Finli öğretmenler de, ebeveynler de matematik veya fen derslerindeki soyut kavramları öğretmenin en iyi yolunun müzik, drama ya da spor uygulamaları olduğunu düşünür.
Fin kültürü, çocukların bağımsız yetişmesini önemsiyor. Çocuklarını okula getirip götüren, ders çalıştıran ebeveynler diye bir şey yok.
Eğitim “herkes için eşit imkanlar sağlamak” demek. Eşitlik kavramına, olağanüstü değer veriliyor. Tüm çocuklar zeka ve becerileri, ne olursa olsun AYNI sınıflarda okuyor.
★★★
Ülkemizde ki ‘EĞİTİM’ sistemine, çalışan öğretmenlerimizden gelen maillere bakalım:
Anadolu Üniversitesi İngilizce bölüm mezunu bir öğretmenimiz:
” Çalıştığım okulda dil öğretimine karşı yaşadığım en büyük sorun, öğrencilerin dile bakış açıları. Çoğu, yabancı dili gereksiz görüyor ve kendi hayatlarına dahil edemiyorlar.”
Gazi Antep’ de çalışan A. Bayram:
“Kendi üzerimden çocuklarımız hakkında örnekleme yaptım yol göstermesi açısından. Konu meslek lisesinden açıldı, bazı öğrencilerin bazı mesleklere özel ilgisi var. Ya da müziğe, resime, spora çok yetenekli çocuklarımız var. Çocuğumuzun en parlak zekâsını keşfedip, kendi hayâllerimizi bir kenara koyarak çocuklarımız için en doğru alana yönlendirme yapmalıyız diye düşünüyorum.
Sene 1996. Lise 1ʼdeyim. Ortaokul öncesi hazırlık sınıfında karar vermiştim İngilizce bölümünü seçmeye. Mayıs gelmiş, artık tercih yapacağız. Okul idaresinin yetkililerinden biri -ismi gerçekten lâzım değil- bana fen mi, matematik mi, sosyal mi seçeceksin diye sordu. Ben de, ‘Hiçbiri; beş yıl önce seçimimi yaptım, o da İngilizce.’ diye cevapladım. “Niye, sen geri zekalı mısın, fen ya da matematik yapamaz mısın?” diye dönüş yaptı bana. Daha ironik olan ise kendisinin de İngilizce öğretmeni olması ve okulun reklamının en çok dil üzerinden dönmesiydi. Bu anı benim için gerçekten unutulmazdı ve ben her ne kadar yersiz yere “onun aklınca” aşağılanmış olsam da kararımdan dönmeyeceğimi kendisine net bir şekilde söyledim ve o okuldan dil bölümü açılmadığı için ayrıldım. (O zamanlar Bimer, Cimer yoktu.Varsa da şikayet etmek ayıptı.)

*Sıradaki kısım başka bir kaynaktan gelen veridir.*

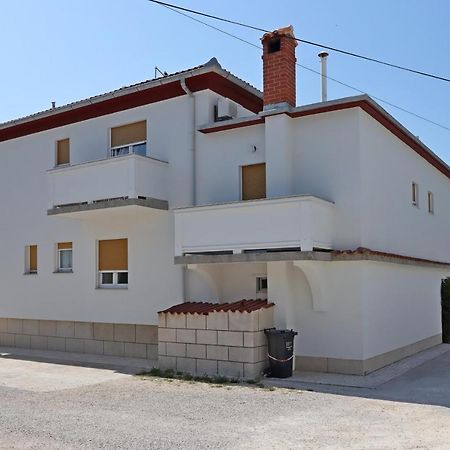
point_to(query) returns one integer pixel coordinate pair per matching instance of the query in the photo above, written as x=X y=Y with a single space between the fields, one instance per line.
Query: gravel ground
x=136 y=413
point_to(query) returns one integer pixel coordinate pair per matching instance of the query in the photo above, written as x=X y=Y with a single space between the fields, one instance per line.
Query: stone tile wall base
x=127 y=340
x=366 y=366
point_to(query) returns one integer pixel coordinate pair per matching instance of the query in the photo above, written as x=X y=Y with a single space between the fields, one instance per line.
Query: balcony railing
x=300 y=222
x=123 y=177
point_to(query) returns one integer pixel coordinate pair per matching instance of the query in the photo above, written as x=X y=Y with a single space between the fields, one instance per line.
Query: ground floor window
x=113 y=263
x=111 y=279
x=261 y=285
x=64 y=256
x=31 y=259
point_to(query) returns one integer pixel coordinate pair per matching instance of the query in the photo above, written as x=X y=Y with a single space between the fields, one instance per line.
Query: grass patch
x=218 y=381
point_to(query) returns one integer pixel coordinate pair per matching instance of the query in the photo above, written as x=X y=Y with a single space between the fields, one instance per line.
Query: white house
x=196 y=186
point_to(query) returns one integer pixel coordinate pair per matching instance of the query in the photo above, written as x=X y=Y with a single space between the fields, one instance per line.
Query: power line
x=304 y=41
x=176 y=10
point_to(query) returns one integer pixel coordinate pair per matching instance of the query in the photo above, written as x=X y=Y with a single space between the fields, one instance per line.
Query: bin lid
x=275 y=331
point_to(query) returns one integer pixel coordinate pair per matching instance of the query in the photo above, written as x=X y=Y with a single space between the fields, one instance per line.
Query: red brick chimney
x=279 y=67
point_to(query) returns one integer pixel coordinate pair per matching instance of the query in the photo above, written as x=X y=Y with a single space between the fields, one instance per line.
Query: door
x=254 y=181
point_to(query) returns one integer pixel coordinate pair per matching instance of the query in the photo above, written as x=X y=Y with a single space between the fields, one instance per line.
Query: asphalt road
x=95 y=408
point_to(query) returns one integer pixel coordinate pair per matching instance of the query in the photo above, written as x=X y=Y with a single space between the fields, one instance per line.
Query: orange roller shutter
x=33 y=258
x=65 y=246
x=63 y=152
x=254 y=181
x=129 y=134
x=113 y=254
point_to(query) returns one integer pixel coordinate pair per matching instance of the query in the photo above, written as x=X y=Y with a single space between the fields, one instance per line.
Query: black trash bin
x=281 y=352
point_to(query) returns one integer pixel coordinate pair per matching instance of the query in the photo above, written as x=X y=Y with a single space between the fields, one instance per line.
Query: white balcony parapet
x=131 y=178
x=304 y=222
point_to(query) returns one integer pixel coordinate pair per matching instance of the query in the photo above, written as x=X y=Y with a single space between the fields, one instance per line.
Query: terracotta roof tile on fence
x=206 y=308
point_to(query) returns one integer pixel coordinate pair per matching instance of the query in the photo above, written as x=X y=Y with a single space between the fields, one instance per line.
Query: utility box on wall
x=214 y=339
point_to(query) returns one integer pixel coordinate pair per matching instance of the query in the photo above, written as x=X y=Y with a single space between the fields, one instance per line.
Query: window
x=62 y=152
x=131 y=138
x=64 y=257
x=253 y=180
x=113 y=263
x=261 y=285
x=430 y=202
x=415 y=194
x=31 y=259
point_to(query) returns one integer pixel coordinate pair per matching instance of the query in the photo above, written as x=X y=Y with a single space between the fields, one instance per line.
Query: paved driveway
x=95 y=408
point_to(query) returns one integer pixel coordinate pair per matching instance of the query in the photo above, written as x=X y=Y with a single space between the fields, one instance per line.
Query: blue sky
x=56 y=50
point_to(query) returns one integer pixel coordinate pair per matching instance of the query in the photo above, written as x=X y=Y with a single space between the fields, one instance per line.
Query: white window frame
x=129 y=147
x=430 y=197
x=64 y=269
x=114 y=284
x=415 y=194
x=260 y=290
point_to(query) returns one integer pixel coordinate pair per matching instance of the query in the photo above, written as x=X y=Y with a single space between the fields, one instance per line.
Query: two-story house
x=196 y=186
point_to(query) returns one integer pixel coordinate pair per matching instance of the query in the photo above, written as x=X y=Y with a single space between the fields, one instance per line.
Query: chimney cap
x=283 y=31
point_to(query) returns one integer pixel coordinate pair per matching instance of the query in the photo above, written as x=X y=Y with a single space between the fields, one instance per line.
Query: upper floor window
x=113 y=263
x=430 y=202
x=131 y=138
x=31 y=259
x=253 y=181
x=415 y=194
x=62 y=152
x=64 y=256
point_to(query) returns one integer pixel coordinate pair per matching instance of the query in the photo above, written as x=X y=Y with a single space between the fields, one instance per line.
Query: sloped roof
x=209 y=75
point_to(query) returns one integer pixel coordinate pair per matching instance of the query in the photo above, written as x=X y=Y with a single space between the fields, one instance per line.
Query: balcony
x=118 y=181
x=291 y=223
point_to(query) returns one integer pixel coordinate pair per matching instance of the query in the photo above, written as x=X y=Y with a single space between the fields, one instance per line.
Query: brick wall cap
x=205 y=308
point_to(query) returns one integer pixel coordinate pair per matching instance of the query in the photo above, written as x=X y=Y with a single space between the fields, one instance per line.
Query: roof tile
x=206 y=308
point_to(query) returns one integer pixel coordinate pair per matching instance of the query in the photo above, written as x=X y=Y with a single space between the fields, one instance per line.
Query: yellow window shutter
x=113 y=254
x=64 y=245
x=254 y=181
x=32 y=249
x=63 y=152
x=129 y=134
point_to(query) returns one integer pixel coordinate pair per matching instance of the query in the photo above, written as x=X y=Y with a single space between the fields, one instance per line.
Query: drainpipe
x=194 y=171
x=194 y=159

İyi ki hayâllerimin, en parlak alanımın peşinden gittim ve İngilizce öğretmeni oldum.”
Başka bir öğretmenimiz:
“Konunun sadece yabancı dile karşı yaklaşım olmadığına karşı çok emin hisler içindeyim. Okulun tamamen gereksiz olduğunu düşünen bir nesil yetişmekte.” der..
★★★
Ülemizde; gücü elinde tutana yaranmak için kraldan çok kralcı olmak, yanlışlara kılıf bulmak karakter turnusolü haline geldi.

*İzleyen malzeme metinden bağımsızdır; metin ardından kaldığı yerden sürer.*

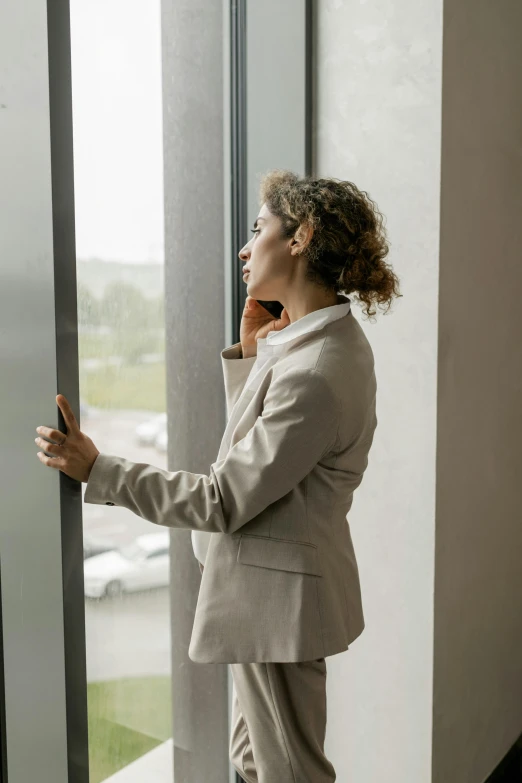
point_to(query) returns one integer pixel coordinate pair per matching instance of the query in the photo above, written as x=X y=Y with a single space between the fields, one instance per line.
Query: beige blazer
x=281 y=581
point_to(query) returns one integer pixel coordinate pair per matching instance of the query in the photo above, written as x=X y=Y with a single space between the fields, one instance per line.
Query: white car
x=147 y=432
x=138 y=566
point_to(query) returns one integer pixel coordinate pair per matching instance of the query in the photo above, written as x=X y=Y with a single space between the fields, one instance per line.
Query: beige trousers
x=278 y=722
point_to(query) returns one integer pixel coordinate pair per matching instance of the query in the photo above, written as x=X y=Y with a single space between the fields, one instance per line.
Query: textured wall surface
x=478 y=571
x=377 y=121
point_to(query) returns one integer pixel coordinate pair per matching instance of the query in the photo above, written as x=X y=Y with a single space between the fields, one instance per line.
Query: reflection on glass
x=116 y=79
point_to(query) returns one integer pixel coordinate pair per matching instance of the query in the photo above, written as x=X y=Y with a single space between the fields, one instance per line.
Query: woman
x=280 y=587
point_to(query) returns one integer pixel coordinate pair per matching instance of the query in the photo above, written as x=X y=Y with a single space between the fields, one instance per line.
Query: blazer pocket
x=279 y=553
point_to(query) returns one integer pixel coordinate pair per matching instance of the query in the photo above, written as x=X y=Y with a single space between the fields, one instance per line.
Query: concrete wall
x=431 y=690
x=478 y=573
x=378 y=124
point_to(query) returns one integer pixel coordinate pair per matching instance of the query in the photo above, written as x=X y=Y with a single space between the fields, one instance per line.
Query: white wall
x=431 y=692
x=378 y=124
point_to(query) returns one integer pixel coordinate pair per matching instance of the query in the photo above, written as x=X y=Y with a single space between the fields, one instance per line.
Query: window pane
x=118 y=167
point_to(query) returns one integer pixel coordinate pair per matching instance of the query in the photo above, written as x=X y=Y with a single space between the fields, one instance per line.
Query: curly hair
x=348 y=246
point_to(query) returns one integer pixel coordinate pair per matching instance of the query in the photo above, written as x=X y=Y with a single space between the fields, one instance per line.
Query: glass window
x=118 y=170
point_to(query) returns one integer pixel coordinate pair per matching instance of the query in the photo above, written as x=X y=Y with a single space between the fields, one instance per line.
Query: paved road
x=129 y=636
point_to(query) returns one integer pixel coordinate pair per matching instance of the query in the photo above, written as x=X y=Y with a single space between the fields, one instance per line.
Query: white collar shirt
x=268 y=350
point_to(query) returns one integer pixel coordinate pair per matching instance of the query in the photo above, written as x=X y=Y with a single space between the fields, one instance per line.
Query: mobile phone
x=274 y=308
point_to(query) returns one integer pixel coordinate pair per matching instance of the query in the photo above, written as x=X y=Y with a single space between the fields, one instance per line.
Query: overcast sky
x=117 y=117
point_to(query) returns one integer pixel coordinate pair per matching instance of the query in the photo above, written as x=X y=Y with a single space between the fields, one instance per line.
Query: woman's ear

Adalet öldü, güven kayboldu, haliyle toplumsal psikoloji, sosyal yapı, ekonomi ve ahlak dibe vurdu.
Halkın, çok güvendiği bazı yazarlar da kendilerini “ YANLI HABER” yapmaya alıştırmışlar.
Gerçek dışı “GÜNDEM” oluşturmada, yalan haber yapmada başarılı olmuşlar.
Yalan, bir milyon kişi tarafından savunulsa da yalandır.
Gerçekleri ne kadar saklarsan sakla, hiç dile getireni olmasa da çıplaktır.
SİZ, NEREDEN BAKIYORSUNUZ?..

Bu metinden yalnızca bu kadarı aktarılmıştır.